HC Deb 02 August 1866 vol 184 cc1904-5
CAPTAIN VIVIAN

said, he rose to call the attention of the Secretary of State for the Home Department to a case mentioned in the Police Report of The Times of that morning, from which it appears that Mr. J. M. Wills, a surgeon temporarily appointed to look after the health of the parishioners of St. Botolph Without, Aldgate, applied to the Magistrate at the Thames Police Court for an order to destroy infected clothes and other things which had been left in a lodging-house at the East End of London, in which three cases of Asiastic cholera, of which two had proved fatal, had occurred. The Privy Council had directed— That the vestry or board shall in dwellings where cholera or diarrhœa exists cause proper disinfectants to be used in sufficient quantities for the purpose of disinfecting the discharges from the sick and the bedding, clothing, and other things thereby infected, and cause every article of clothing, bedding, or furniture which they shall find incapable of being speedily disinfected to be forthwith destroyed, the vestry or board within a reasonable time replacing all such articles or paying a reasonable value to the owner.
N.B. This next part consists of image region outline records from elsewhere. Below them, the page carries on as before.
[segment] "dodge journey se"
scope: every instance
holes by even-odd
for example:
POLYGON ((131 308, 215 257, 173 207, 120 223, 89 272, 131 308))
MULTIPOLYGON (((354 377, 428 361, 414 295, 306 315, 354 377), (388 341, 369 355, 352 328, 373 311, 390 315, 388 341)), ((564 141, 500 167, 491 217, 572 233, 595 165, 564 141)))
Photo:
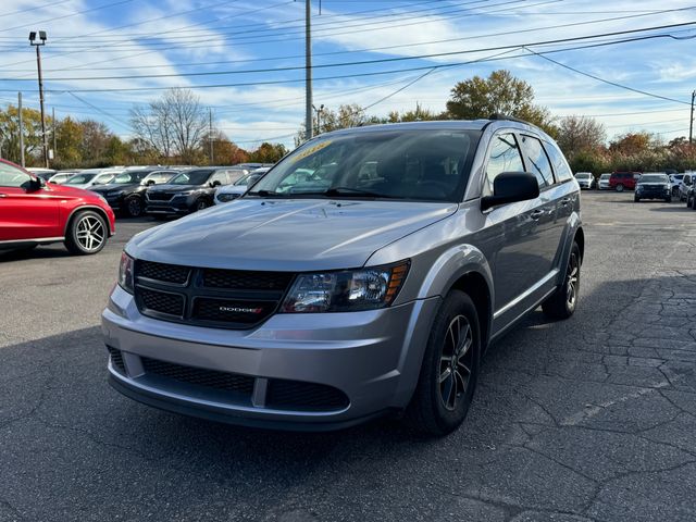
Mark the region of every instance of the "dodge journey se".
POLYGON ((232 203, 150 228, 102 315, 109 377, 165 410, 335 430, 396 413, 447 434, 482 356, 577 303, 580 189, 521 121, 321 135, 232 203))

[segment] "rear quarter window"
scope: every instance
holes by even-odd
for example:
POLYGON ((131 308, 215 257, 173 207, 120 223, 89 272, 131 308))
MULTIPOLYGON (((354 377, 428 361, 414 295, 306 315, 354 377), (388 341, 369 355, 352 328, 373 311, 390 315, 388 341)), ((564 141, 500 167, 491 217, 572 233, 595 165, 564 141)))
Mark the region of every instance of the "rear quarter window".
POLYGON ((546 153, 551 162, 558 183, 572 179, 573 173, 571 172, 570 166, 568 166, 568 162, 558 146, 546 141, 544 142, 544 148, 546 149, 546 153))

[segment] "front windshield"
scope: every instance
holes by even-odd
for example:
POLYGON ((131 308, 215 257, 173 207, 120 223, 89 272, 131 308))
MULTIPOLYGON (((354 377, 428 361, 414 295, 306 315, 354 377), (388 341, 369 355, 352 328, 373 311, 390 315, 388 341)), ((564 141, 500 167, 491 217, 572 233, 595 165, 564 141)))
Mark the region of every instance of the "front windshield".
POLYGON ((83 185, 85 183, 89 183, 94 179, 94 177, 97 174, 75 174, 74 176, 71 176, 66 182, 65 185, 83 185))
POLYGON ((643 174, 641 183, 668 183, 669 179, 664 174, 643 174))
POLYGON ((171 185, 202 185, 208 181, 213 171, 188 171, 182 172, 174 179, 169 182, 171 185))
POLYGON ((460 201, 480 135, 394 129, 326 136, 285 158, 249 195, 460 201))
POLYGON ((129 183, 138 183, 137 174, 124 172, 123 174, 117 174, 109 182, 110 185, 127 185, 129 183))

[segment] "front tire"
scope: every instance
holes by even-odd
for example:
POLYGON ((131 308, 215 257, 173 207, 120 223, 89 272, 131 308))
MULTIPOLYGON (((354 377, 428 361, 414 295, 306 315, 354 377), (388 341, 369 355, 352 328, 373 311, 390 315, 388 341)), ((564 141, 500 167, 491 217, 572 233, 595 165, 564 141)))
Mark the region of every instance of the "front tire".
POLYGON ((551 319, 568 319, 575 311, 580 294, 580 269, 582 258, 580 246, 573 241, 570 250, 563 284, 542 303, 542 310, 551 319))
POLYGON ((478 314, 471 298, 451 290, 435 318, 418 386, 406 411, 413 428, 447 435, 463 422, 481 362, 478 314))
POLYGON ((128 217, 140 217, 145 213, 145 204, 138 196, 130 196, 123 203, 128 217))
POLYGON ((77 212, 67 226, 65 248, 77 256, 88 256, 101 251, 107 245, 109 228, 107 221, 97 212, 77 212))
POLYGON ((208 207, 210 207, 210 202, 207 199, 201 198, 198 201, 196 201, 196 203, 194 204, 194 212, 198 212, 199 210, 206 210, 208 207))

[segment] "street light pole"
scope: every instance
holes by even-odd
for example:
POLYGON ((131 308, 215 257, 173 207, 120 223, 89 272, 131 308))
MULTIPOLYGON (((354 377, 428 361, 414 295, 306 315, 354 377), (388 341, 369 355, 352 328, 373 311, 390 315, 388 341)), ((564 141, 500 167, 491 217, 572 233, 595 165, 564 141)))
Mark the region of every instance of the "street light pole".
POLYGON ((29 44, 36 47, 36 66, 39 72, 39 103, 41 104, 41 142, 44 144, 44 166, 48 169, 48 141, 46 136, 46 112, 44 111, 44 77, 41 76, 41 46, 46 45, 46 32, 39 30, 39 40, 36 41, 36 32, 29 33, 29 44))
POLYGON ((312 139, 312 27, 311 0, 304 0, 304 130, 312 139))
POLYGON ((694 136, 694 99, 696 98, 696 90, 692 91, 692 117, 688 121, 688 145, 692 145, 694 136))
POLYGON ((320 135, 322 134, 322 111, 324 110, 324 104, 322 103, 321 105, 319 105, 319 109, 316 109, 314 105, 312 107, 316 111, 316 135, 320 135))
POLYGON ((22 92, 17 92, 17 108, 20 116, 20 159, 22 160, 22 167, 24 164, 24 120, 22 120, 22 92))

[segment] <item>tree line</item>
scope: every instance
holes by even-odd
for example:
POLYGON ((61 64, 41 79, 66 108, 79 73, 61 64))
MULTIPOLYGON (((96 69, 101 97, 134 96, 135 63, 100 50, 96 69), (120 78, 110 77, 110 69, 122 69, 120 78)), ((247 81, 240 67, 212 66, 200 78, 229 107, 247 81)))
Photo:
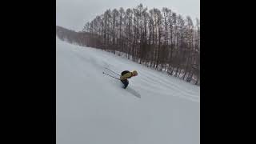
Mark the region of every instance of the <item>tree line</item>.
MULTIPOLYGON (((72 35, 72 34, 70 34, 72 35)), ((200 85, 200 22, 142 4, 106 10, 78 32, 75 42, 102 49, 200 85)))

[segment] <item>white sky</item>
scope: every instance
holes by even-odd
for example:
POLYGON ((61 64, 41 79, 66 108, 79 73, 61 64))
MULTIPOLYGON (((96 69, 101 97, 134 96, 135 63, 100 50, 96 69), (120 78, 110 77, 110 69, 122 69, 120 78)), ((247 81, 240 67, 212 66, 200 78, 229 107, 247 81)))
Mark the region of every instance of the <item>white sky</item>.
POLYGON ((56 25, 76 31, 107 9, 135 8, 139 3, 150 10, 167 7, 195 22, 200 19, 200 0, 56 0, 56 25))

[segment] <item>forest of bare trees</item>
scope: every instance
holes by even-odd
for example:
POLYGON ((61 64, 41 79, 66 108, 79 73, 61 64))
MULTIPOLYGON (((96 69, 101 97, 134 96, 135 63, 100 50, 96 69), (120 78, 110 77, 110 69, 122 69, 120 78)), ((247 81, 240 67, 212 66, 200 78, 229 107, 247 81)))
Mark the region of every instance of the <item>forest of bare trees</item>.
POLYGON ((190 17, 183 18, 166 7, 148 10, 140 4, 134 9, 107 10, 74 35, 80 45, 122 54, 200 85, 198 18, 194 24, 190 17))

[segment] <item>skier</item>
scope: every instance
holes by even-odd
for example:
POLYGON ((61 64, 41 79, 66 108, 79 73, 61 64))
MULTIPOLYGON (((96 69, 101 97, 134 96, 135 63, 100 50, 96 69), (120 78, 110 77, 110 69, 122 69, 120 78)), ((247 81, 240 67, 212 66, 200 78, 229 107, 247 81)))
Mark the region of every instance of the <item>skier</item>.
POLYGON ((134 70, 133 72, 130 72, 128 70, 122 71, 120 76, 120 80, 124 85, 122 88, 126 89, 126 87, 128 86, 129 81, 127 80, 127 78, 130 78, 131 77, 134 77, 137 75, 138 73, 136 70, 134 70))

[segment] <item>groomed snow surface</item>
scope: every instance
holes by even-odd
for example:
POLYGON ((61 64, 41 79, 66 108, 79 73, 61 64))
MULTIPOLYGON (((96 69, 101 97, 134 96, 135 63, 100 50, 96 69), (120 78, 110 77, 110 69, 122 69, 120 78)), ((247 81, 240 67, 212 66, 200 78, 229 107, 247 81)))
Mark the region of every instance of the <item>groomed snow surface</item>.
POLYGON ((57 144, 199 144, 200 87, 56 38, 57 144), (127 90, 117 76, 136 70, 127 90))

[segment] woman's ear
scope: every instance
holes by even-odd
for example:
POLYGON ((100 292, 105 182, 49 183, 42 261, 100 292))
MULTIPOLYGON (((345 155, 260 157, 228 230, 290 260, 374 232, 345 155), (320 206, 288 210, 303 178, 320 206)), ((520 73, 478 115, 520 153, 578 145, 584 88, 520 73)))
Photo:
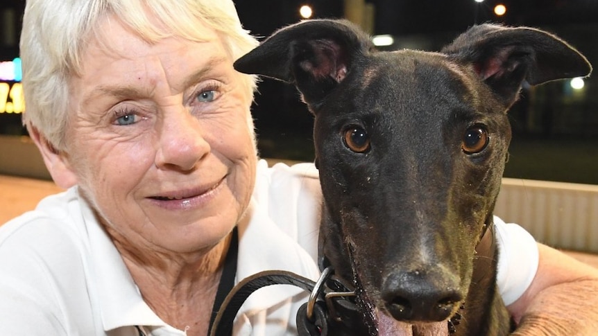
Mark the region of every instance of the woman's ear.
POLYGON ((64 189, 67 189, 76 184, 76 174, 71 168, 66 156, 56 150, 34 126, 28 125, 27 130, 29 132, 29 136, 42 153, 46 168, 50 172, 54 182, 64 189))

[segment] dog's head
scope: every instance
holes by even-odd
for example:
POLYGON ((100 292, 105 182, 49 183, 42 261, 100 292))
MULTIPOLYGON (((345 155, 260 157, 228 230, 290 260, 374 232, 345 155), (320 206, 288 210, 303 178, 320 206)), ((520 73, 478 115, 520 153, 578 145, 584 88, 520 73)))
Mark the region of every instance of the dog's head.
POLYGON ((474 26, 439 53, 380 52, 345 21, 284 28, 234 64, 296 85, 315 116, 321 248, 398 320, 441 321, 467 294, 524 82, 586 76, 529 28, 474 26))

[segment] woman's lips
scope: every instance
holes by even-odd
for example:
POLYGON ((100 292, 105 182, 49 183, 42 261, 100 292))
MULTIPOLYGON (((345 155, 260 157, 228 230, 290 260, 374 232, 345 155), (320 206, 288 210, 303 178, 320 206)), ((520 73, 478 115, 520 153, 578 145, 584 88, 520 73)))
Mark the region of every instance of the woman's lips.
POLYGON ((191 189, 181 189, 176 191, 160 193, 159 195, 148 197, 159 206, 169 209, 185 209, 205 204, 212 198, 222 185, 226 177, 223 177, 212 186, 198 187, 191 189))

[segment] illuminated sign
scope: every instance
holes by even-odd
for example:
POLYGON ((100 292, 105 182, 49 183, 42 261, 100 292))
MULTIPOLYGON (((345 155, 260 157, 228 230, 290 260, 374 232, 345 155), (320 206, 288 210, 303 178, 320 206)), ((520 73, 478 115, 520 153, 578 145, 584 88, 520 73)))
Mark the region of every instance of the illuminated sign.
POLYGON ((19 82, 22 78, 20 58, 0 62, 0 114, 23 113, 25 110, 23 86, 19 82))

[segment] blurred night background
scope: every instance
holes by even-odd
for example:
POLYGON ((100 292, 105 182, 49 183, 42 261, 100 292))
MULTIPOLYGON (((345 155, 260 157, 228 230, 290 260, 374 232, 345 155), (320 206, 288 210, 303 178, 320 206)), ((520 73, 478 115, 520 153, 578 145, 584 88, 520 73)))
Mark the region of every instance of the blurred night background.
MULTIPOLYGON (((302 19, 345 17, 372 35, 388 35, 384 49, 437 51, 482 22, 530 26, 556 34, 598 67, 598 0, 235 0, 241 21, 257 37, 302 19), (502 5, 503 7, 497 7, 502 5), (504 14, 495 12, 503 9, 504 14)), ((0 1, 0 136, 24 136, 18 78, 3 69, 19 55, 24 1, 0 1), (15 88, 16 87, 16 88, 15 88), (6 93, 4 91, 6 91, 6 93), (13 103, 13 98, 15 102, 13 103), (10 112, 10 113, 9 113, 10 112)), ((217 6, 218 1, 214 1, 217 6)), ((526 87, 510 112, 513 137, 505 176, 598 184, 598 79, 526 87), (583 87, 581 85, 583 85, 583 87)), ((264 157, 313 160, 312 117, 294 87, 271 80, 253 107, 264 157)))

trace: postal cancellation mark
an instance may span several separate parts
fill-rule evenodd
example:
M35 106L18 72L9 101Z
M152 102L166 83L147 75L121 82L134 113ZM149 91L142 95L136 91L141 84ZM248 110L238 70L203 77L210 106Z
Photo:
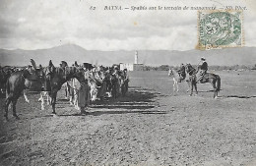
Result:
M242 30L242 11L199 11L197 48L240 47Z

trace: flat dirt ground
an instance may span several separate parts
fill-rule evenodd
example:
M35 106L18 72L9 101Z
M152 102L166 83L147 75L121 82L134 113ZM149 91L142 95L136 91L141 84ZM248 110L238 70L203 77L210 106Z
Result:
M172 93L167 72L130 73L127 96L93 103L89 115L58 93L57 117L38 94L22 96L15 120L0 99L0 165L256 165L256 71L215 72L210 83Z

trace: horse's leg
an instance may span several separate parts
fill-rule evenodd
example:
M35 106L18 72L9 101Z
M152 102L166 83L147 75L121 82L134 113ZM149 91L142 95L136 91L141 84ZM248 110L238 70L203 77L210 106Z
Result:
M69 92L69 86L68 86L68 83L66 83L66 84L65 84L65 99L68 99L68 92Z
M177 88L177 92L178 92L178 82L176 82L176 88Z
M45 95L45 92L41 91L40 92L41 110L44 110L44 98L43 98L44 95Z
M51 97L50 97L49 91L46 91L46 92L45 92L45 95L46 95L47 105L50 105L50 103L51 103Z
M216 87L216 81L215 80L213 80L212 82L211 82L211 84L213 85L213 87L214 87L214 98L217 98L217 87Z
M28 99L28 96L26 94L26 89L23 90L23 95L24 95L25 101L30 103L30 100Z
M56 112L55 112L56 97L57 97L57 92L56 92L56 91L53 91L53 92L51 93L52 114L56 114Z
M194 83L191 81L191 89L190 89L190 96L193 94L193 87L194 87Z
M40 97L38 98L38 101L41 101L42 100L42 92L40 92Z
M16 119L20 119L19 117L18 117L18 115L16 114L16 104L17 104L17 100L18 100L18 98L15 98L15 99L13 99L13 101L12 101L12 103L13 103L13 116L16 118Z
M188 89L187 89L187 92L189 91L189 88L190 88L190 82L189 81L186 81L187 82L187 84L188 84Z
M4 116L5 116L7 121L8 121L8 107L9 107L11 101L12 101L11 97L9 97L9 96L5 100L5 115Z
M197 91L197 83L196 82L194 83L194 85L195 85L195 90L196 90L196 95L197 95L198 91Z

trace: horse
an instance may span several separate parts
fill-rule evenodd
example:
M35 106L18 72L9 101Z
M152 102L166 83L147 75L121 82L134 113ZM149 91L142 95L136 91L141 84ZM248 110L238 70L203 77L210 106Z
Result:
M76 78L79 82L85 82L83 69L77 67L56 68L56 71L51 74L49 80L50 91L49 96L51 98L52 113L56 115L55 104L56 96L61 85L68 80ZM45 75L41 80L45 80ZM16 119L19 117L16 114L16 104L22 93L32 85L32 74L28 70L18 71L13 73L6 83L6 100L5 100L5 118L8 121L8 107L13 103L13 115Z
M121 72L121 75L119 77L120 80L120 88L121 88L121 94L122 96L125 96L126 92L128 91L128 83L129 83L129 79L127 79L125 77L124 72Z
M191 83L190 95L193 94L193 87L195 87L196 94L197 94L198 93L198 91L197 91L197 83L198 83L197 78L199 78L199 76L197 76L197 75L200 74L200 73L198 72L198 70L193 68L191 64L186 64L185 68L186 68L186 72L189 75L189 81L190 81L190 83ZM221 77L219 75L206 73L200 83L210 83L214 87L214 98L218 98L218 92L221 90Z
M186 77L183 80L181 80L180 75L178 74L178 72L175 69L169 68L168 76L173 77L173 93L178 92L178 90L179 90L178 89L178 83L185 81L185 82L187 82L188 86L190 86L189 81L186 79ZM186 76L187 76L187 74L186 74Z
Mr. Wills stated that he had seen the solicitor and clerk of the Whitechapel Board of Works, who did not know how to act, and the magistrate in answering his application said— The Privy Council had given directions to vestries and district boards to do certain things, and they had no power to enforce those orders. He was utterly powerless, although he was desirous of doing all the practical good in his power. He thought this was a very proper case, in which an immediate application should be made to the Secretary of State. Mr. Wills added, that "the Board of Works now shrunk from the responsibility of enforcing the orders of the Privy Council." Now, what he wished to know was, Whether the attention of the right hon. Gentleman has been drawn to the case; and, if so, whether he has given any directions by which the Board of Works will be authorized to carry into effect the orders of the Privy Council?

MR. WALPOLE,

in reply, said, his attention had not been called to the case to which the hon. and gallant Gentleman referred. He did not know that the Secretary of State had power to issue any orders such as he had mentioned. The Public Health Bill, which stood first on the Paper for that evening, gave much greater power than existed under the present law to destroy infected articles. He should, he might add, make inquiry into the subject, and would take care to do everything in his power to enable the law as it stood to be enforced.